Abortion in Missouri

As of 2022, abortion in Missouri is illegal, with abortions only being legal in cases of medical emergency and several additional laws making access to abortion services difficult.[1] In 2014, a poll by the Pew Research Center found that 52% of Missouri adults said that abortion should be legal vs. 46% that believe it should be illegal in all or most cases. [2] According to a 2014 Public Religion Research Institute (PRRI) study, 51% of white women in the state believed that abortion is legal in all or most cases.[3]

Abortion in Missouri was legalized after the Roe v. Wade decision in 1973. Peaking at 29 abortion clinics in 1982, the number began to decline, going from twelve in 1992 to one in 2014, down to zero for a time in 2016, but back to one from 2017 to May 2019 when the last remaining clinic announced it would likely lose its license. However, the clinic remained open as of 2020.

According to the Guttmacher Institute, in 2017, there were 4,710 abortions in Missouri. There was an eight percent decline in the abortion rate in Missouri between 2014 and 2017, from 4.4 to 4.0 abortions per 1,000 women of reproductive age. Abortions in Missouri represent 0.5 percent of all abortions in the United States.[citation needed]

In 2017, about 33 percent of abortions were medication abortions.[citation needed]

The state saw anti-abortion rights violence in 2000 in Marion County.[citation needed][4]

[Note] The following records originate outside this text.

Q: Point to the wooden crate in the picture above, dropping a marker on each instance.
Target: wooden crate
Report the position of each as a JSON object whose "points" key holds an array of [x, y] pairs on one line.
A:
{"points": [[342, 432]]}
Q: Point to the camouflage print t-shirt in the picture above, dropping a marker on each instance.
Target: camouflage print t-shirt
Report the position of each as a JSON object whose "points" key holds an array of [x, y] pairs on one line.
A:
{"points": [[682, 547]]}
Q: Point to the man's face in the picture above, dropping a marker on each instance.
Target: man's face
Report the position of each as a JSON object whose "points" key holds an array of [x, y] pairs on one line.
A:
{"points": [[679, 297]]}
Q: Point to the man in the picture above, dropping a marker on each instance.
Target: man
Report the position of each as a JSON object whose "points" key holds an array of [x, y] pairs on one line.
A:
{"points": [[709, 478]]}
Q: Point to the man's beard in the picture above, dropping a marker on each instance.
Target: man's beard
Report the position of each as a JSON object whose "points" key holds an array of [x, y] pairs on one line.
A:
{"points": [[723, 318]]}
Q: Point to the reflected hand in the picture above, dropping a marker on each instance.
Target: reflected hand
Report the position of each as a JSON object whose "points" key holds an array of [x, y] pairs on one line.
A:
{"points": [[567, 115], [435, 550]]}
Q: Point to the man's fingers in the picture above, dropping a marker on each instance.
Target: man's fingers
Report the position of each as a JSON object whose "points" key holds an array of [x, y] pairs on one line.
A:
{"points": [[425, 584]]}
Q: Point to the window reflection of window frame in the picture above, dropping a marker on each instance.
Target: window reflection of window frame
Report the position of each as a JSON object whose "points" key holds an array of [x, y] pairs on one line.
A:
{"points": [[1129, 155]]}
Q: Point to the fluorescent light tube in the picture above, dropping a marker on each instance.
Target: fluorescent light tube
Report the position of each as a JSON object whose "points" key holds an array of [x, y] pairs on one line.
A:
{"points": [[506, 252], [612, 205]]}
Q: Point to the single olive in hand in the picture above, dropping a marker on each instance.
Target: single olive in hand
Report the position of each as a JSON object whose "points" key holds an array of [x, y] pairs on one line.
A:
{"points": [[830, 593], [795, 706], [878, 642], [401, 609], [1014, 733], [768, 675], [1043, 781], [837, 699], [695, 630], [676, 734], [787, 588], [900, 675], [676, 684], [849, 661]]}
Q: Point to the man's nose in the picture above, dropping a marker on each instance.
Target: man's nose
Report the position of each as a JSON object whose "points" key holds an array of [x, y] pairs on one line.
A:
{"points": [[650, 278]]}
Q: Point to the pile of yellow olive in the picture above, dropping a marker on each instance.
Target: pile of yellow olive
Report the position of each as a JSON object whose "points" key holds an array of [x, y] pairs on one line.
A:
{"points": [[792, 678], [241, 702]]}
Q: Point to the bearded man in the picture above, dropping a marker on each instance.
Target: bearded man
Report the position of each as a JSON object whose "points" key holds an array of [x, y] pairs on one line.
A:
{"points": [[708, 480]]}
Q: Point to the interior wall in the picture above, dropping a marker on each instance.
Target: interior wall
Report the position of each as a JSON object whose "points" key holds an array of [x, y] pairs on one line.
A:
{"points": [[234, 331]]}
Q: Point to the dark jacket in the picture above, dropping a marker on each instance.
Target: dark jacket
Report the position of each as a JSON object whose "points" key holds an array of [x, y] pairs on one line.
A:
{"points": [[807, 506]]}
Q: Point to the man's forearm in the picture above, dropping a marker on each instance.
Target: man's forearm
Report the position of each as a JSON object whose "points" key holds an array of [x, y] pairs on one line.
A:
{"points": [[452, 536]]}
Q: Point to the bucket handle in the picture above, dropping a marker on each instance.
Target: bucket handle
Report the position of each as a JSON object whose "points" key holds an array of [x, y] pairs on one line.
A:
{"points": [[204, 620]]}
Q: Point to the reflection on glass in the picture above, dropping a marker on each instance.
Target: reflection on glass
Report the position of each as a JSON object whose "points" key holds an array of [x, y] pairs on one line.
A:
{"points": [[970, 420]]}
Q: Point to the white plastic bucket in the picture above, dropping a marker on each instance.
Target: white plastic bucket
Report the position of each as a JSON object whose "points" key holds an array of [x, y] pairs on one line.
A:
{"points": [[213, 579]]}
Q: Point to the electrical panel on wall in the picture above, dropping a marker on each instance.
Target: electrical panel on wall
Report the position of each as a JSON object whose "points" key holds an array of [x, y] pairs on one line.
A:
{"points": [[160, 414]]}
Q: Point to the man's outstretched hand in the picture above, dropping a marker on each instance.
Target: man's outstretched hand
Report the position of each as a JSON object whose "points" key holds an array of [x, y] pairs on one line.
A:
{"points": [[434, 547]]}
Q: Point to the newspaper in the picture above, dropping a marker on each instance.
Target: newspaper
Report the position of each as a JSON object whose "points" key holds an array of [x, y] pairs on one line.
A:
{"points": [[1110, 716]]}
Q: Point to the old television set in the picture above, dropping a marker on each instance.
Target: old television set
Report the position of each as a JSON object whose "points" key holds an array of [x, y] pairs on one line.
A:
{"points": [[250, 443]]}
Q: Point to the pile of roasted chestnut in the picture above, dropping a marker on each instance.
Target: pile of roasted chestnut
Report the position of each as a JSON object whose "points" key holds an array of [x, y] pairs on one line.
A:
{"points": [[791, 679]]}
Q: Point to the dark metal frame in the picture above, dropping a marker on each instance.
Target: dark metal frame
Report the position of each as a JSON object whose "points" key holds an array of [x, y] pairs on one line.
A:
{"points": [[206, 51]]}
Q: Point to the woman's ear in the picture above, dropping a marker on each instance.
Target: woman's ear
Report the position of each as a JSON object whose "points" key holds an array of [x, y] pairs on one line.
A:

On 24 June 2022, following the United States Supreme Court's ruling in Dobbs v. Jackson Women's Health Organization, Missouri Attorney General Eric Schmitt signed a proclamation bringing into effect the state's "trigger law", banning all non-medically necessary abortions.[5]

  1. ^ Vagianos, Alanna (2022-06-24). "Abortion Is Now Illegal In These States". Yahoo! News. Retrieved 2022-06-24.
  2. ^ "Views about abortion by state - Religion in America: U.S. Religious Data, Demographics and Statistics". Pew Research Center. Retrieved 2019-05-23.
  3. ^ Brownstein, Ronald (2019-05-23). "White Women Are Helping States Pass Abortion Restrictions". The Atlantic. Retrieved 2019-05-26.
  4. ^ Jacobsen, Mirielle; Royer, Heather (December 2010). "Aftershocks: The Impact of Clinic Violence on Abortion Services". National Bureau of Economic Research. Working Paper Series. doi:10.3386/w16603. S2CID 11034855.
  5. ^ "Abortion ends in Missouri following SCOTUS ruling". 24 June 2022.